RIVA en-US when using LM, interim results with stability change drop already predicted but less stable words

ilb · November 19, 2022, 9:47pm

Environment:

Nemo 1.12.0 (nemo:22.08)
Riva 2.7.0
T4
English Conformer CTC model + LM + Neural-based VAD all downloaded from links in Riva documentation.

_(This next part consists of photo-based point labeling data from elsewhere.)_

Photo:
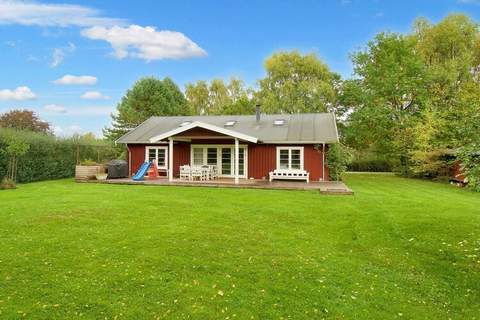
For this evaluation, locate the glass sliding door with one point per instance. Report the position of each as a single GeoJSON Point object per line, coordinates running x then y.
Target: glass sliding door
{"type": "Point", "coordinates": [222, 156]}
{"type": "Point", "coordinates": [227, 161]}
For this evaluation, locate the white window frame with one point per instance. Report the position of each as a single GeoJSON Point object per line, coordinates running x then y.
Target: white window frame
{"type": "Point", "coordinates": [290, 148]}
{"type": "Point", "coordinates": [156, 148]}
{"type": "Point", "coordinates": [219, 157]}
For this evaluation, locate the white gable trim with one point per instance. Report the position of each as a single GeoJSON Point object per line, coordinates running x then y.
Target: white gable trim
{"type": "Point", "coordinates": [198, 124]}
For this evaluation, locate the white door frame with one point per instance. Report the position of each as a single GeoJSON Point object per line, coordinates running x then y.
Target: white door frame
{"type": "Point", "coordinates": [219, 157]}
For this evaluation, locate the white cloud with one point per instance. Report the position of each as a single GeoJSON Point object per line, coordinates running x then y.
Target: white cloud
{"type": "Point", "coordinates": [69, 79]}
{"type": "Point", "coordinates": [55, 108]}
{"type": "Point", "coordinates": [91, 111]}
{"type": "Point", "coordinates": [52, 15]}
{"type": "Point", "coordinates": [58, 54]}
{"type": "Point", "coordinates": [19, 94]}
{"type": "Point", "coordinates": [145, 42]}
{"type": "Point", "coordinates": [84, 111]}
{"type": "Point", "coordinates": [57, 57]}
{"type": "Point", "coordinates": [68, 130]}
{"type": "Point", "coordinates": [94, 95]}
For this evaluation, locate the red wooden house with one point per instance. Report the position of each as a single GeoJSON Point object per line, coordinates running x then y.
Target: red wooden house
{"type": "Point", "coordinates": [241, 147]}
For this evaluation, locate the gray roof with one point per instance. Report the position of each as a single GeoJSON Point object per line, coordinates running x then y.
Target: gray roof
{"type": "Point", "coordinates": [298, 128]}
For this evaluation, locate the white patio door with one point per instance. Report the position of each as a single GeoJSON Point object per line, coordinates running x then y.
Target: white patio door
{"type": "Point", "coordinates": [223, 156]}
{"type": "Point", "coordinates": [226, 162]}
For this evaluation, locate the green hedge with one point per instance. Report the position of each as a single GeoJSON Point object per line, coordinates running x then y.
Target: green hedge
{"type": "Point", "coordinates": [370, 165]}
{"type": "Point", "coordinates": [49, 157]}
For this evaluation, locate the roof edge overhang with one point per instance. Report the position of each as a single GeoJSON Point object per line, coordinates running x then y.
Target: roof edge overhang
{"type": "Point", "coordinates": [198, 124]}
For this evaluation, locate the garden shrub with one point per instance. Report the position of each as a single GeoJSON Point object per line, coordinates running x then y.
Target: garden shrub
{"type": "Point", "coordinates": [7, 184]}
{"type": "Point", "coordinates": [370, 165]}
{"type": "Point", "coordinates": [470, 165]}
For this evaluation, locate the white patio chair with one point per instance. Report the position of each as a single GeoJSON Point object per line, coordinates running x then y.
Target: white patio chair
{"type": "Point", "coordinates": [213, 171]}
{"type": "Point", "coordinates": [185, 173]}
{"type": "Point", "coordinates": [197, 172]}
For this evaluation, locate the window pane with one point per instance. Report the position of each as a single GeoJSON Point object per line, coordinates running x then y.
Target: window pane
{"type": "Point", "coordinates": [212, 156]}
{"type": "Point", "coordinates": [197, 156]}
{"type": "Point", "coordinates": [226, 161]}
{"type": "Point", "coordinates": [295, 159]}
{"type": "Point", "coordinates": [151, 154]}
{"type": "Point", "coordinates": [161, 158]}
{"type": "Point", "coordinates": [241, 161]}
{"type": "Point", "coordinates": [283, 159]}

The model was deployed with the following pipeline configuration

riva-build speech_recognition \
  <RMIR> <RIVA> <VAD> \
   --name=<name> \
   --featurizer.use_utterance_norm_params=False \
   --featurizer.precalc_norm_time_steps=0 \
   --featurizer.precalc_norm_params=False \
   --ms_per_timestep=40 \
   --nn.use_onnx_runtime \
   --nn.fp16_needs_obey_precision_pass \
   --chunk_size=0.16 \
   --left_padding_size=1.92 \
   --right_padding_size=1.92 \
   --decoder_type=flashlight \
   --decoding_vocab=<vocab> \
   --decoding_language_model_arpa=<arpa> \
   --rescoring_language_model_carpa=<carpa> \
   --flashlight_decoder.lm_weight=0.8 \
   --flashlight_decoder.word_insertion_score=1 \
   --flashlight_decoder.beam_threshold=20.0 \
   --flashlight_decoder.beam_size=32 \
   --flashlight_decoder.beam_size_token=10 \
   --flashlight_decoder.num_tokenization=1 \
   --flashlight_decoder.asr_model_delay=-1 \
   --endpointing.residue_blanks_at_start=-2 \
   --vad_type=neural \
   --neural_vad_nn.optimization_graph_level=-1

The test file was a section of Bill Gates’ Harvard Commencement Speech.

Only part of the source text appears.